When Mayor John Bickerstaffe returned to Lancashire he set about organising the erection of a similar structure on the resort’s shoreline. The raw figures are fascinating in themselves: some five million bricks were used, along with 2500 tons of iron and 93 tons of cast steel. It takes six tons of paint to coat the tower which stands 519 feet high. And the cost was roughly £290,000, the equivalent of £40 million in contemporary terms. The most poignant statistic is the smallest, and given the safety record of other major Victorian projects the most surprising – just one fatality occurred during the near three years it took to construct: the foundation stone was laid on September 29 1891, and the building opened to the public on Monday May 14 1894.
Our Victorian forebears were commercially astute: while the tower itself was being built an aquarium was opened at its base (replaced by the Blackpool Tower Dungeon in a massive revamp in 2011) so revenue could be generated before the main attraction was completed.

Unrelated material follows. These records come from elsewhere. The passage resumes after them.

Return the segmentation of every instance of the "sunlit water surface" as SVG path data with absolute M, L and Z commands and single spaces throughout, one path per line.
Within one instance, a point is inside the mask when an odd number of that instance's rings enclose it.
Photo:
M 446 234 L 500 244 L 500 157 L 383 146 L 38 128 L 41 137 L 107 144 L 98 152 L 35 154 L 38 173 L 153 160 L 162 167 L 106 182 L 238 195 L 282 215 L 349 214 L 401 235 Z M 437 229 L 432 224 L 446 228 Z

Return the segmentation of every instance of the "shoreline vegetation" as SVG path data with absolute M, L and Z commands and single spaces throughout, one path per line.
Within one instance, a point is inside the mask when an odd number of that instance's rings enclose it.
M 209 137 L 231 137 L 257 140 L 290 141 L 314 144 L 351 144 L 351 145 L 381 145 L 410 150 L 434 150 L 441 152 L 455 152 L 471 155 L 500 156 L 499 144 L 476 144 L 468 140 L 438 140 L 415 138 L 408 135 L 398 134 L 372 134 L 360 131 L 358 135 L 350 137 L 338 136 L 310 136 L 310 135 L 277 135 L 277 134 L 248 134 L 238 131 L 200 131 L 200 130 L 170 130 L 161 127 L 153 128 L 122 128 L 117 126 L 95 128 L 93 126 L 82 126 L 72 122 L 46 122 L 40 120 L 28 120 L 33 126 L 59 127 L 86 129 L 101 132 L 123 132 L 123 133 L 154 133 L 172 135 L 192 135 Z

The engineers who designed Blackpool Tower (Charles Tuke and James Maxwell from Manchester) had regard to the safety of the town, hay bales at its foundations providing a cushion against earth-tremors, and the configuration of the ironwork made such that should it ever collapse the tower would fall westwards into the Irish Sea. The tower we see today, however, is not actually that built in the last decade of the 19th century, though the design was unchanged: corrosion of the original meant the iron and steel had to be replaced in the 1920s.